How to nuke a git commit on the remote repo

Here is the situation I ran into this morning. I was happily writing code, periodically pulling changes from GitHub, like a good developer that I am. When I was finally ready to push, I received a merge from GitHub that deleted most of my Django project files. Turns out that one of the other developer on the team accidentally deleted those files and committed it locally. He didn’t push all the commits up to GitHub until just before I tried to push mine (hence I didn’t get any merges from him all morning).

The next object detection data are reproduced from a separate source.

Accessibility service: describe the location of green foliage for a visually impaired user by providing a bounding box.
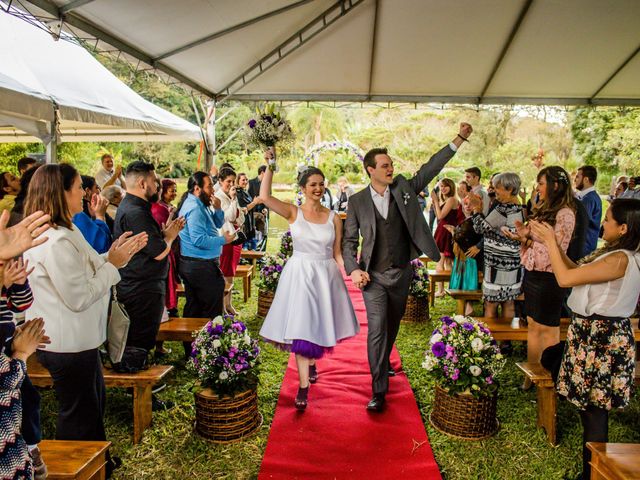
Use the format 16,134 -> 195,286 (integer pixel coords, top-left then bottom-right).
570,107 -> 640,182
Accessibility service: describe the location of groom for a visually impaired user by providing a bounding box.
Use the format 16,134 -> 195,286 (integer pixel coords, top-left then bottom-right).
342,123 -> 473,412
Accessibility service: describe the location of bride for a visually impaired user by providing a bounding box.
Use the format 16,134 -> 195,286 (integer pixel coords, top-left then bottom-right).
260,149 -> 360,410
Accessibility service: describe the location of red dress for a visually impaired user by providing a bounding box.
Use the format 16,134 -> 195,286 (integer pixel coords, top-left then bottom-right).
433,208 -> 458,258
151,202 -> 178,310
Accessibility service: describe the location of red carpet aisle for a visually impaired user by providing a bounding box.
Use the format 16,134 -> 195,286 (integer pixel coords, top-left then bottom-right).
258,274 -> 441,480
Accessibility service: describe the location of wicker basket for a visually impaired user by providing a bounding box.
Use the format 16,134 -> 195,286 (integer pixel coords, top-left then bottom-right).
258,290 -> 274,318
429,385 -> 500,440
402,295 -> 429,322
195,388 -> 262,443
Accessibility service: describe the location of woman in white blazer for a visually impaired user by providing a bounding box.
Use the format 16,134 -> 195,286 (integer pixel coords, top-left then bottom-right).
215,167 -> 244,315
25,164 -> 147,472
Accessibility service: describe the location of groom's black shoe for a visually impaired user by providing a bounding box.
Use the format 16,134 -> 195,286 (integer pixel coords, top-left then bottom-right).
367,393 -> 384,412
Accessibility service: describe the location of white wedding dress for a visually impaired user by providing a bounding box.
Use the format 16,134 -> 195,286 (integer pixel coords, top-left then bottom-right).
260,208 -> 360,358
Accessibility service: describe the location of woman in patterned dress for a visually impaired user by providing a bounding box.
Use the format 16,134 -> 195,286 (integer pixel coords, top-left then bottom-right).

So now I’m in this state where my local repo has a number of commits that I need to push up. But I can’t because I don’t want to merge in all the accidental deletes. I need to remove/fix the deletion first before I can push. How do I do that? After a few minutes on Google, I got the general approach of using git rebase but nothing that points me to actual steps that I think will fix my problem. Then I turned to Twitter, posted a question, and waited while I did some more googling. Low and behold, I received tips from @XTZGZoReX on a possible approach and after I tried it out, it works perfectly!

Here is how:

  1. Leave the existing local repo alone. You may want to reset it back to the pre-merge state by doing git reset --hard
  2. Make a fresh clone of the repo from GitHub. Let’s call it repo2.
  3. Perform an interactive rebase on repo2 and set the starting point to one commit before the one you want to nuke: git rebase -i
  4. The interactive rebase will open up a text editor (vi if you haven’t changed the default configuration) with a list of all the commits starting from the commit you want to nuke to the latest.
  5. Remove the line with the commit you want to nuke (‘dd’ keys in vi) and save the file (‘:wq’ in vi)
  6. Git will now try to apply all the subsequent commits and roll forward to the latest state. In my case, I needed to manually add and remove some files on some of the commits. After each git add/remove, you need to tell git to continue the rebase: git rebase --continue
  7. When all the commits are roll-forwarded by git, push it up to GitHub by doing a force push: git push -f
  8. Now, switch back to your original repo and pull the latest from GitHub. Good chance that you will get merge conflicts. Resolve, commit, and push. And you are done!